Framing image generation as sequence modeling
Prior text-to-image approaches using GANs struggled with compositional prompts and rarely generalized to concept combinations not seen during training. DALL-E takes a different approach: treat image generation as a next-token prediction problem. If both text and images can be represented as sequences of discrete tokens, a transformer trained to predict the next token in a text-then-image sequence can generate images from a text prefix, using the same machinery that generates text.
The dVAE image tokenizer
Directly predicting pixels autoregressively is intractable for 256x256 images, which contain 196,608 pixel values. DALL-E first trains a discrete variational autoencoder to compress each 256x256 image into a 32x32 grid of discrete tokens drawn from a codebook of 8,192 visual token types. Each image is reduced to 1,024 integer codes. The dVAE is trained to reconstruct images from these codes, so the codebook learns to capture the visual content of images in a compact discrete form that a transformer can model as a sequence.

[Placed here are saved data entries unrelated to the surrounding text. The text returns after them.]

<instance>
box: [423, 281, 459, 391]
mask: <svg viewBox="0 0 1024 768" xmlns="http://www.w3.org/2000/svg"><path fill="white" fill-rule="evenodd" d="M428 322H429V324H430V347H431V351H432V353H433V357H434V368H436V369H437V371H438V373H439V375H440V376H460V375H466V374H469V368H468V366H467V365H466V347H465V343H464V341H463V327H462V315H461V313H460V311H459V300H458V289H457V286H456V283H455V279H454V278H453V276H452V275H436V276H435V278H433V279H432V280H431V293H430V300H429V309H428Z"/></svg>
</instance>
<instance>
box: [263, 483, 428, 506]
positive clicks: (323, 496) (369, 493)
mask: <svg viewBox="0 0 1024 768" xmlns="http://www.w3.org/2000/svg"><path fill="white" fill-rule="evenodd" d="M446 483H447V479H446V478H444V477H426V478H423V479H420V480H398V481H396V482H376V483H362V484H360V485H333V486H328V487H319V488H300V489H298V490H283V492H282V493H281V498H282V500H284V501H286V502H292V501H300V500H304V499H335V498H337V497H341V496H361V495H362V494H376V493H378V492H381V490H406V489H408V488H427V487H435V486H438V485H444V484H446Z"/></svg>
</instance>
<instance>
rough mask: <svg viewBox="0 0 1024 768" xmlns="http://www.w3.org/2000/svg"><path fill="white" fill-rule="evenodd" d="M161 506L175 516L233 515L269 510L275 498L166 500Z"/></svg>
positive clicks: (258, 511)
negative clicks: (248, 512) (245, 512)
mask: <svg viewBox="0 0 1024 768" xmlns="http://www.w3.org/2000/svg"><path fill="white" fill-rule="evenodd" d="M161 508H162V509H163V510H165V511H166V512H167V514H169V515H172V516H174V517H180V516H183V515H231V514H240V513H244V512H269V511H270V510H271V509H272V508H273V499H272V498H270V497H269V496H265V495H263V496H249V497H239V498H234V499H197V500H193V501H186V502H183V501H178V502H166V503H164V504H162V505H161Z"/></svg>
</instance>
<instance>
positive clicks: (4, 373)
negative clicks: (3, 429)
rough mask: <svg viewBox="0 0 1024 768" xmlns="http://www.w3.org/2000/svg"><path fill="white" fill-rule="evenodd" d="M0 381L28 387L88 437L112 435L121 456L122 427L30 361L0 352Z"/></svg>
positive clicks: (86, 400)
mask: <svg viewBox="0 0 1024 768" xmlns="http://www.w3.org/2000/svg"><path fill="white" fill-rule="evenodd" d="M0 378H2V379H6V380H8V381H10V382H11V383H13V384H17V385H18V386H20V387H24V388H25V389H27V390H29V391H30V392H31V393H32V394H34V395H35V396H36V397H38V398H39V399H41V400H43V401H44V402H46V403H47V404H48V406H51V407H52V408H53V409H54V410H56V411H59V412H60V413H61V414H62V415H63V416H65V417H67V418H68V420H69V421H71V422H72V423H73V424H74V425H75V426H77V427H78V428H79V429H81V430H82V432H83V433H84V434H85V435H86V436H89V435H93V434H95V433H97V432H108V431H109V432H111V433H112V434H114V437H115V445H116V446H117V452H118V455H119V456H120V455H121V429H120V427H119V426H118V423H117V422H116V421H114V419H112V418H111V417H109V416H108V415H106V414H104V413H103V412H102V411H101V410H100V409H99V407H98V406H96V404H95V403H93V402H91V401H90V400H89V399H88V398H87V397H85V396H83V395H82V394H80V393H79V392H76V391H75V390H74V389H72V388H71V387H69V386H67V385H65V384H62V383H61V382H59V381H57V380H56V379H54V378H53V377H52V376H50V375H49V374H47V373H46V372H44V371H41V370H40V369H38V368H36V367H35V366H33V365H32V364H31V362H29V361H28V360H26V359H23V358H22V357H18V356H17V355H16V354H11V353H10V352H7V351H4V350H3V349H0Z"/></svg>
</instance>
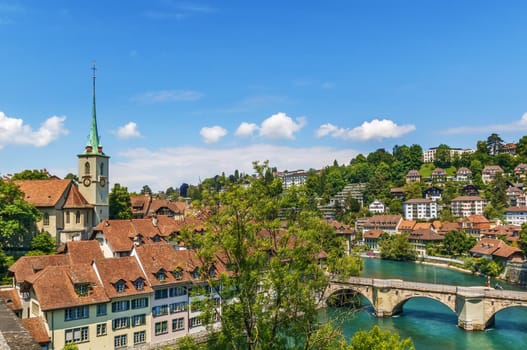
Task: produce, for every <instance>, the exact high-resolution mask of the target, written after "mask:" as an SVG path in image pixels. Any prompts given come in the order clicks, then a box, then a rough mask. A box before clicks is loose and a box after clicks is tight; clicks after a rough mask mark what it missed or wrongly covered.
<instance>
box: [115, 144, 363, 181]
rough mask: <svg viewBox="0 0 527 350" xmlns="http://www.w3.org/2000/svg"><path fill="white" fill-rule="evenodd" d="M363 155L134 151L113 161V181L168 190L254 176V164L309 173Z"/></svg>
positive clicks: (344, 163)
mask: <svg viewBox="0 0 527 350" xmlns="http://www.w3.org/2000/svg"><path fill="white" fill-rule="evenodd" d="M359 153H360V152H357V151H356V150H353V149H335V148H330V147H306V148H292V147H285V146H274V145H268V144H256V145H251V146H249V147H243V148H242V147H240V148H228V149H217V148H206V147H176V148H165V149H157V150H149V149H143V148H141V149H130V150H127V151H126V152H124V153H119V154H115V155H114V157H113V158H112V159H113V160H114V161H113V162H112V164H111V167H112V169H111V175H112V179H111V181H112V183H119V184H121V185H122V186H126V187H128V190H129V191H139V190H140V189H141V188H142V187H143V186H144V185H145V184H148V185H149V186H150V187H151V188H152V190H154V191H159V190H163V191H164V190H165V189H167V188H168V187H170V186H172V187H179V186H180V185H181V184H182V183H184V182H186V183H188V184H198V182H199V181H200V179H201V180H203V179H205V178H209V177H213V176H214V175H217V174H221V172H225V174H227V175H229V174H232V173H233V172H234V170H236V169H238V170H239V171H240V172H243V173H246V174H252V173H253V169H252V162H253V161H265V160H269V164H270V165H271V166H276V167H277V168H278V169H279V170H297V169H305V170H308V169H309V168H314V169H321V168H323V167H324V166H326V165H329V164H333V160H337V161H338V162H339V164H348V163H349V161H350V160H351V159H353V158H354V157H355V156H356V155H357V154H359ZM306 155H309V156H306ZM117 159H119V160H118V161H117ZM112 186H113V185H112Z"/></svg>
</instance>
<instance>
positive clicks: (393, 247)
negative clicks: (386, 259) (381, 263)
mask: <svg viewBox="0 0 527 350" xmlns="http://www.w3.org/2000/svg"><path fill="white" fill-rule="evenodd" d="M379 248H380V251H381V258H383V259H388V260H400V261H406V260H415V259H416V257H417V255H416V252H415V249H414V247H413V246H412V245H411V244H410V242H408V234H407V233H402V234H394V235H389V234H386V233H384V234H383V235H382V236H381V239H380V242H379Z"/></svg>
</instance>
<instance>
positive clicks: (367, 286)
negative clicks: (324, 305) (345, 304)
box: [324, 284, 375, 306]
mask: <svg viewBox="0 0 527 350" xmlns="http://www.w3.org/2000/svg"><path fill="white" fill-rule="evenodd" d="M346 291H351V292H354V293H357V294H358V295H360V296H362V297H363V298H364V299H366V300H367V301H368V302H369V303H370V304H371V305H372V306H375V304H374V301H373V292H372V287H371V286H353V285H349V284H344V285H340V284H332V285H331V286H330V287H329V288H328V290H327V291H326V293H325V294H326V297H325V298H324V304H325V305H326V306H327V305H328V304H327V303H328V301H329V300H330V298H331V297H332V296H334V295H335V294H337V293H341V292H346Z"/></svg>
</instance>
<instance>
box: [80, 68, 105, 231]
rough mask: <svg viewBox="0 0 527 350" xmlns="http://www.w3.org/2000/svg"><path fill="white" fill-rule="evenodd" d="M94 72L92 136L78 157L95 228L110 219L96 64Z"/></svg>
mask: <svg viewBox="0 0 527 350" xmlns="http://www.w3.org/2000/svg"><path fill="white" fill-rule="evenodd" d="M92 70H93V102H92V118H91V128H90V136H89V138H88V142H87V143H86V147H85V148H84V152H82V153H81V154H79V155H77V157H78V158H79V163H78V164H79V168H78V169H79V170H78V173H77V174H78V177H79V191H80V193H81V194H82V195H83V196H84V198H85V199H86V200H87V201H88V203H90V204H91V205H93V209H94V215H93V222H92V223H91V224H92V225H93V226H95V225H97V224H98V223H99V222H100V221H102V220H105V219H108V216H109V199H108V192H109V190H108V188H109V181H108V180H109V170H110V169H109V166H108V165H109V160H110V157H109V156H107V155H106V154H105V153H104V152H103V150H102V145H101V143H100V140H99V132H98V130H97V113H96V108H95V77H96V75H95V72H96V70H97V69H96V67H95V64H94V65H93V66H92Z"/></svg>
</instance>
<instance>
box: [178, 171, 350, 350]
mask: <svg viewBox="0 0 527 350" xmlns="http://www.w3.org/2000/svg"><path fill="white" fill-rule="evenodd" d="M268 168H269V166H268V163H267V162H265V163H263V164H260V163H254V169H255V172H256V174H257V176H256V177H255V178H254V179H253V180H252V182H251V183H250V186H248V187H242V186H239V185H237V184H235V185H232V186H229V187H227V188H225V189H224V191H222V192H220V193H217V192H209V191H204V194H203V196H204V197H203V200H202V203H203V205H206V206H207V208H209V209H210V210H211V211H212V215H211V216H210V217H209V219H208V227H209V230H208V234H207V235H200V236H196V235H193V236H192V235H189V237H188V239H194V241H193V243H192V245H194V246H196V247H197V252H198V255H199V257H200V259H201V261H202V266H203V268H202V270H203V274H202V277H203V278H206V279H207V280H208V283H209V286H211V287H212V288H215V289H216V290H217V291H218V292H219V293H220V294H221V295H222V298H224V299H226V300H236V302H231V303H224V304H223V310H222V313H221V315H219V317H220V320H221V324H222V327H221V334H222V336H221V337H219V339H220V340H223V341H225V342H226V343H227V344H228V346H227V344H225V347H230V348H233V349H237V348H242V349H261V348H266V349H288V348H297V347H298V345H299V344H304V345H305V347H308V345H309V344H311V343H310V342H311V341H312V340H313V339H314V337H315V335H316V334H317V329H318V328H319V327H318V319H317V317H318V315H317V307H316V305H317V300H316V299H315V298H314V297H313V296H316V295H321V294H320V293H322V292H323V291H324V289H325V287H326V286H327V284H328V281H329V277H328V276H327V275H326V274H325V272H324V270H323V269H322V268H321V266H319V265H318V262H317V259H316V257H317V256H318V254H319V253H320V252H322V251H325V252H327V254H328V255H329V256H330V261H331V266H333V267H342V265H340V262H339V259H338V258H339V256H338V255H339V252H340V254H343V252H344V251H343V249H342V246H340V243H339V241H338V240H337V237H336V235H335V233H334V231H333V229H332V228H331V227H329V226H328V225H327V224H325V222H324V221H322V220H321V219H320V218H319V216H318V214H317V213H314V212H312V211H311V210H310V206H309V205H303V204H302V203H308V202H309V201H304V200H303V199H302V198H301V196H302V194H301V192H299V191H296V193H295V195H294V196H291V195H288V194H287V193H285V196H287V197H288V199H287V200H286V201H285V202H283V201H282V195H281V192H282V190H281V182H280V181H279V179H273V180H272V181H269V180H270V179H266V178H265V176H264V175H265V174H266V172H267V170H268ZM292 202H294V203H298V207H297V208H296V210H295V215H288V216H287V220H286V221H285V223H284V222H283V221H282V220H281V218H280V216H279V214H280V212H281V209H282V208H283V207H282V205H283V204H285V205H286V206H287V207H290V206H291V203H292ZM220 203H221V205H220ZM283 223H284V225H283ZM216 254H220V255H221V256H222V257H223V258H222V259H223V261H224V262H225V263H226V264H227V266H229V270H230V272H229V274H223V275H221V276H220V281H217V280H216V278H213V277H211V275H210V274H209V273H208V271H210V270H209V269H210V267H211V266H213V264H214V259H215V256H216ZM342 263H343V264H345V263H346V262H342ZM347 263H351V262H350V261H347ZM330 269H331V268H330ZM343 269H344V268H343ZM350 270H351V269H349V268H348V266H346V271H348V272H350ZM351 272H353V271H351ZM219 285H221V286H222V288H221V289H220V288H218V286H219ZM212 304H213V303H212ZM211 306H213V305H211ZM205 309H207V308H205ZM211 316H212V315H211V314H210V313H204V315H203V319H204V320H205V321H206V320H209V319H210V317H211Z"/></svg>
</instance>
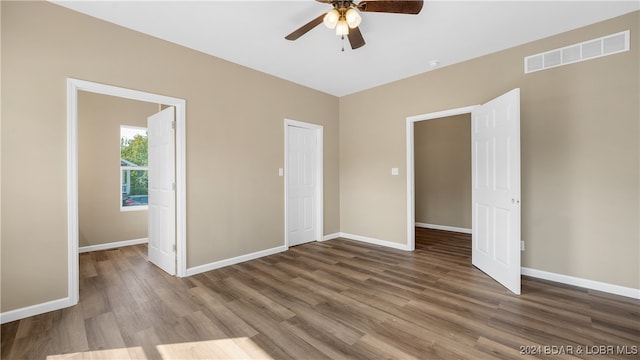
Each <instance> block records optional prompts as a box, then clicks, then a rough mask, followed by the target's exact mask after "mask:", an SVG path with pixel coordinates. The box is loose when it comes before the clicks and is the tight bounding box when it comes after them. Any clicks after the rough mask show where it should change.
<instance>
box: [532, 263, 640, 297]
mask: <svg viewBox="0 0 640 360" xmlns="http://www.w3.org/2000/svg"><path fill="white" fill-rule="evenodd" d="M520 271H521V273H522V275H527V276H531V277H534V278H538V279H544V280H549V281H554V282H558V283H561V284H567V285H573V286H579V287H582V288H586V289H591V290H597V291H602V292H606V293H609V294H615V295H620V296H626V297H630V298H633V299H640V289H634V288H629V287H624V286H620V285H613V284H608V283H604V282H600V281H595V280H589V279H582V278H578V277H574V276H569V275H563V274H557V273H552V272H548V271H543V270H536V269H531V268H526V267H522V268H520Z"/></svg>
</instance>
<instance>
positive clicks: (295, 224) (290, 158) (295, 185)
mask: <svg viewBox="0 0 640 360" xmlns="http://www.w3.org/2000/svg"><path fill="white" fill-rule="evenodd" d="M285 130H286V133H285V137H286V144H285V145H286V154H285V157H286V159H285V162H286V163H285V184H286V186H285V197H286V205H285V212H286V214H285V219H286V245H287V246H294V245H300V244H304V243H307V242H310V241H317V240H322V145H321V142H322V127H320V126H317V125H313V124H306V123H301V122H296V121H293V120H287V121H286V122H285Z"/></svg>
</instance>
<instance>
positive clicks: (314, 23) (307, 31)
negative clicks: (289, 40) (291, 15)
mask: <svg viewBox="0 0 640 360" xmlns="http://www.w3.org/2000/svg"><path fill="white" fill-rule="evenodd" d="M324 15H325V14H322V15H320V16H318V17H317V18H315V19H313V20H311V21H309V22H308V23H306V24H304V25H302V27H300V28H299V29H298V30H296V31H294V32H292V33H291V34H289V35H287V36H285V37H284V38H285V39H287V40H295V39H297V38H299V37H300V36H302V35H304V34H306V33H307V32H309V30H311V29H313V28H314V27H316V26H318V25H320V24H321V23H322V19H323V18H324Z"/></svg>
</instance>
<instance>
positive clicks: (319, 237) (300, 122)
mask: <svg viewBox="0 0 640 360" xmlns="http://www.w3.org/2000/svg"><path fill="white" fill-rule="evenodd" d="M289 126H295V127H299V128H303V129H310V130H315V132H316V140H317V147H316V223H317V226H316V236H315V238H316V239H317V240H318V241H322V239H323V238H324V236H323V234H324V217H323V216H324V215H323V214H324V160H323V159H324V153H323V152H324V140H323V132H324V127H323V126H322V125H316V124H311V123H306V122H302V121H297V120H292V119H284V246H285V247H286V248H289V224H288V219H289V216H288V211H289V208H288V206H287V203H288V201H287V194H288V191H289V189H288V186H287V176H288V171H287V170H288V168H289V164H288V163H289V156H288V152H289V146H288V143H289V132H288V131H287V130H288V128H289Z"/></svg>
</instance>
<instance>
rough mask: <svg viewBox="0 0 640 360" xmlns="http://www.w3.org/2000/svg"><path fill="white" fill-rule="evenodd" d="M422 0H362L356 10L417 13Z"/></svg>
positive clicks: (387, 12) (419, 11)
mask: <svg viewBox="0 0 640 360" xmlns="http://www.w3.org/2000/svg"><path fill="white" fill-rule="evenodd" d="M423 3H424V1H423V0H395V1H394V0H364V1H361V2H360V3H359V4H358V10H360V11H366V12H387V13H396V14H419V13H420V10H422V5H423Z"/></svg>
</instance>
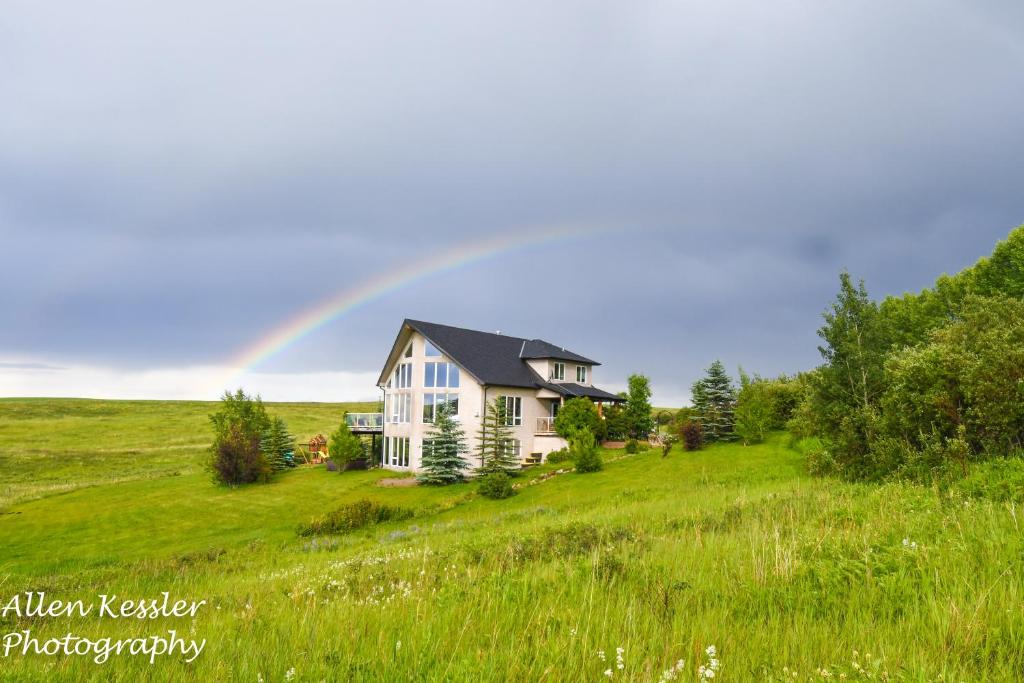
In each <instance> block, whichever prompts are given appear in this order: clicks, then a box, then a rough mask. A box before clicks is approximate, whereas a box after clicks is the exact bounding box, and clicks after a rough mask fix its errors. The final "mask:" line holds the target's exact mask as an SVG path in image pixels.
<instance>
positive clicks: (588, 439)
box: [569, 429, 604, 473]
mask: <svg viewBox="0 0 1024 683" xmlns="http://www.w3.org/2000/svg"><path fill="white" fill-rule="evenodd" d="M569 453H570V454H571V457H572V460H573V461H575V464H577V467H575V470H577V472H580V473H586V472H598V471H600V470H601V469H603V468H604V464H603V463H602V462H601V456H599V455H598V453H597V441H596V440H595V439H594V434H592V433H591V432H589V431H588V430H586V429H584V430H581V431H579V432H577V433H575V434H573V436H572V439H571V441H569Z"/></svg>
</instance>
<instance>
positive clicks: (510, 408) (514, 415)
mask: <svg viewBox="0 0 1024 683" xmlns="http://www.w3.org/2000/svg"><path fill="white" fill-rule="evenodd" d="M501 398H502V400H504V401H505V425H506V426H507V427H518V426H519V425H521V424H522V397H521V396H502V397H501Z"/></svg>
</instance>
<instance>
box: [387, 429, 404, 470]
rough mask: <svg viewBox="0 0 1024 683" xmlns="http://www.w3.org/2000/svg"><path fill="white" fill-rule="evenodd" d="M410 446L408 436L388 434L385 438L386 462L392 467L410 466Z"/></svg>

The transformer and CLIP reranking
The core model is a 12B parameter decoder-only transformer trained on 250 million image-text pairs. The input sequence consists of up to 256 BPE-encoded text tokens followed by 1,024 image tokens, for a maximum context of 1,280 tokens. Text tokens attend causally and image tokens see all preceding text tokens. The model is trained to predict each next token autoregressively. At inference, multiple candidate images are generated by sampling image token sequences from the text prefix, then decoded back to pixels via the dVAE decoder. A CLIP model re-ranks the candidates by cosine similarity between each image embedding and the text prompt embedding, and the top-ranked image is returned. CLIP reranking substantially improves both visual quality and prompt alignment compared to returning the first sample.
Results and impact
DALL-E produces convincing zero-shot compositional generation across concept combinations that rarely appear together in training data, including “an armchair in the shape of an avocado” and “a snail made of harp.” This demonstrated genuine generalization rather than memorization of training examples. The paper established that scale and autoregressive modeling were sufficient for creative image synthesis without task-specific architectures. DALL-E 2 and DALL-E 3 followed with diffusion-based generation that substantially improved realism and prompt fidelity, building directly on the tokenization and reranking ideas introduced here.